Flop sweat. That’s a phrase I’d never heard before last week. Then I read a blog post by Jack Ketchum promoting I’m Not Sam in which the phrase “flop sweat” was used to describe the fear a writer has of having a book bomb, do badly, crash and burn, you get the picture. First of all, the fact that Jack Ketchum would ever worry about a book not doing well was heartening for me—it made me feel like I wasn’t such a cowering, quivering bundle of meekness masquerading as a confident writer. It also opened up a whole new realm of possibilities. If Ketchum gets flop sweat, I reasoned, that means that he must also eat, go to the bathroom, trim his eyebrow hairs, and generally do all the things I do. And while you might have known all these things already, I’m a notoriously slow learner and therefore never knew that a writing rock star/god/stud/master like Jack Ketchum had eyebrow hair. Or a bathroom.
So what does this have to do with me?
It’s because I breathed a giant sigh of relief this weekend. On Friday night, after getting the whipper snappers tucked in their beds and crib, I saw that The Horror Fiction Review had published a slew of March reviews. One of those was by Colleen Wanglund, and it put under the microscope my upcoming April release The Darkest Lullaby. Here are some highlights:
“This is a well-written novel with many grim twists and turns.”
“Character development is excellent.”
“Do yourself a favor and pick up this creepy and chilling book.”
So like I said…*Whew!*
This doesn’t mean, of course, that every reader will like it. Like every book I’ll ever write, some will react to it and some won’t. I will say that my next several books will all be very different. The Darkest Lullaby is probably the darkest one I’ve ever written (fitting, huh?); it’s also, in some ways, the quietest. I want it to sneak up on the reader (unlike The Sorrows, which comes at you straight on, takes out an iron crowbar, and bashes you over the head). I want it to have a cumulative effect on the reader. I want it to be like a slow-moving indoor haunted house ride as opposed to a looping, thrashing roller coaster (again, see The Sorrows). The Darkest Lullaby is closer to House of Skin than The Sorrows, but it’s different than House of Skin as well. I’ll talk more about that later.
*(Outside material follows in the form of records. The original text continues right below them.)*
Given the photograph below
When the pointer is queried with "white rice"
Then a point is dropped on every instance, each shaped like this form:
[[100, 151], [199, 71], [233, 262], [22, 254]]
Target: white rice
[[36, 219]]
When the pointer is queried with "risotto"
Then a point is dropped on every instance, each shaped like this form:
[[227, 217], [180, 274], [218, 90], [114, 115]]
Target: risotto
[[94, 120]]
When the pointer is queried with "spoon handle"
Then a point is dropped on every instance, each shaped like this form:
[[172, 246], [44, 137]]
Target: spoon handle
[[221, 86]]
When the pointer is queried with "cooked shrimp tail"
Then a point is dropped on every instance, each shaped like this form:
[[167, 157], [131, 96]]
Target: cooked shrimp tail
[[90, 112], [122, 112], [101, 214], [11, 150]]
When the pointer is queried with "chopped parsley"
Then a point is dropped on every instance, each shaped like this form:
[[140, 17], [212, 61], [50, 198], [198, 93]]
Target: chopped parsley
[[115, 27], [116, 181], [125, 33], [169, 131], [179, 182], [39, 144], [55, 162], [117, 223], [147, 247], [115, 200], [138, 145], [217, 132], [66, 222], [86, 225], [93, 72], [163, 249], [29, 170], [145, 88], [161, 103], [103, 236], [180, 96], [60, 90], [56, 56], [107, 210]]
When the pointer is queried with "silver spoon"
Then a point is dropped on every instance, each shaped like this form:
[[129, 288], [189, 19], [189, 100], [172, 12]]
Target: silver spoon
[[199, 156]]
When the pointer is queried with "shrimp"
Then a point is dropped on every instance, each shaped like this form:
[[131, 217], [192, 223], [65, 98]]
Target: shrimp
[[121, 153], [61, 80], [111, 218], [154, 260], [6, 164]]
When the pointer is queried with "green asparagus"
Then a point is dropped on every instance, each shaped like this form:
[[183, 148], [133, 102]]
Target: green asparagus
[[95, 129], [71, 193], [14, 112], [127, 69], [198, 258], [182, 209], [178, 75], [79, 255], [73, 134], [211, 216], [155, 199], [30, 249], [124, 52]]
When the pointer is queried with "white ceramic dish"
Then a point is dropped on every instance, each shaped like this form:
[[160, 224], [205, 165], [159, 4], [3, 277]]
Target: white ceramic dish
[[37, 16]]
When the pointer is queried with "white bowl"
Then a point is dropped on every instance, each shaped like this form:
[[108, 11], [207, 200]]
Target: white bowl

Soon after that, you’ll get Savage Species, which makes all of the above books look tame by comparison. Following that one, you’ll have Dust Devils, a vampire western that takes place in 1885 New Mexico. More on those two books soon…
So I’ll leave you now with this thought: The Horror Fiction Review has been around for ten years now, and I think that says a lot about the people involved with it. Back in 2006 or so, a writer/reviewer named Nick Cato reviewed my very first novella Witching Hour Theatre. He responded positively to it, and that gave me a much-needed boost of confidence.
Thank you to Colleen and Nick for reading and writing about my work. Thank you to The Horror Fiction Review for sticking around for so long and for providing the genre with some stability. There’s something very edifying about seeing a place survive, which is one of the many reasons I love the Horror Drive-In and its awesome proprietor Mark Sieber. But that’s another post for another day.
Now if you’ll excuse me, it’s time to trim my eyebrows. I do that once every few years.